Making their way to the boat, the two can hear the calls of pursuing breakers. They are attacked by Rosie's brother and father, both of whom have also become hybrids. Willa and her father kill them and continue towards the boat. Just before reaching the boat, however, her father reveals that he was bitten by one of the hybrids. The two say their tearful goodbyes to each other and he sends Willa on alone, saying that he will sacrifice himself to delay the other breakers for as long as he can. Willa reaches the boat, but she cannot push it into the water on the rotted slipway. She briefly despairs, but remembering one of her father's stories about always fighting no matter the odds, she draws her sword prepares to fight. Just then, several speed boats are seen behind her approaching the island.
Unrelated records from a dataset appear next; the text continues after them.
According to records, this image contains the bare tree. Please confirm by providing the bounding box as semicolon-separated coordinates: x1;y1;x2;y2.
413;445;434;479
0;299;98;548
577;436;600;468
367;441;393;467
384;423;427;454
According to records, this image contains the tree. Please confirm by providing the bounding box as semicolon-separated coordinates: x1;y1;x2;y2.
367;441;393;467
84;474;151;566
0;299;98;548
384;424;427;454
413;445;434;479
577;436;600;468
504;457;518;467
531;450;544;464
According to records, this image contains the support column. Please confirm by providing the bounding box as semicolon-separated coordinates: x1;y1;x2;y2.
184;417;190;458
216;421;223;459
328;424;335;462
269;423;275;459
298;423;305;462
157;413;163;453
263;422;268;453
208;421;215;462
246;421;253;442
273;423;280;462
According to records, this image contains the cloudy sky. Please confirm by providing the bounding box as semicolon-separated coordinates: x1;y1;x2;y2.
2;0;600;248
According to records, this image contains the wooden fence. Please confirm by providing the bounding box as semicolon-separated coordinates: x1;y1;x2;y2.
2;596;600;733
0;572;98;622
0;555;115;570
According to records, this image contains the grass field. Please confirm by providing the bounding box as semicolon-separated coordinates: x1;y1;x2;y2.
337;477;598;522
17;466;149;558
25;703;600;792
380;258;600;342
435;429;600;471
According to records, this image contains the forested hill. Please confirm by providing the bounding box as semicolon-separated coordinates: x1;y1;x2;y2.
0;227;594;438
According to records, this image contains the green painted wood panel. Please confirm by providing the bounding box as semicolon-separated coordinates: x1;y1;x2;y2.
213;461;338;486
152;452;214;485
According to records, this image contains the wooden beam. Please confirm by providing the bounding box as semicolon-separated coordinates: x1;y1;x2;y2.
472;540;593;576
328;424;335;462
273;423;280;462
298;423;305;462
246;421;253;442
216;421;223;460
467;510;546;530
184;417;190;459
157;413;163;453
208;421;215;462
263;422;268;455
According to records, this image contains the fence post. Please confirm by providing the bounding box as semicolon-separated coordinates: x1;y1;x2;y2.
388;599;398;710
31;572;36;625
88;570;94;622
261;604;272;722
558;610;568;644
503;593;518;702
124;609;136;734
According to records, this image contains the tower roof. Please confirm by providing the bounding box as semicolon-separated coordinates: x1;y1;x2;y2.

On board are armed soldiers, led by Willa's mother. They begin firing their machine guns at the advancing breakers, while Willa raises her sword and lets out a battle cry as the screen turns to black. The film then ends with Willa now narrating, like her father had in the beginning, saying that this is the story of how the world was NOT broken, implying she survived the island and has become the savior of the humans.

==Cast==
- Luke Evans as Willa's father
- Billie Boullet as Willa
- Milla Jovovich as Willa's mother
- Mila Harris as Rosie
- Kevin Glynn as man at boat
- Charis Agbonlahor as soldier
- Chris Finlayson as Kodiak

==Production==
In October 2023, Nat McCormick of The Exchange production company said that Brad Anderson would be directing a science fiction action film titled World Breaker, with Joshua Rollins writing the screenplay.

In February 2024, Luke Evans and Milla Jovovich joined the cast in undisclosed roles, and Billie Boullet was cast as their daughter the following month along with Mila Harris.

===Filming===
Principal photography began on March 13, 2024, in Northern Ireland, and wrapped on April 22.

==Release==
In May 2024, Signature Entertainment acquired UK and Irish distribution rights to the film from the Exchange at the Marché du Film, planning to release the film sometime in 2025. The film was first released in the Philippines on November 5, 2025. Aura Entertainment released the film in the United States on January 30, 2026. Signature Entertainment released the film digitally in the United Kingdom on March 7.

==Reception==

Nicholas Brooks of CBR gave the film a rating of 5/10 and he wrote: "World Breaker feels like half of a movie, or an extended short film that serves more as a teaser for this universe and its characters without much depth".

Ben Kenigsberg of The New York Times wrote a negative review of the film, simply saying that: "January movies don’t come duller".

Matthew Jackson of Bloody Disgusting rated the film 2.5/5 and wrote: "Like its lead character, a girl on the brink of battle, it’s a film trapped between inaction and the final charge, and we’re trapped right along with it".

Nathaniel Muir of AIPT gave positive feedback on the film and said: "Boullet and Evans are fine in their respective roles, but it always feels like the story has more to say. This is seen most in the final act of World Breaker".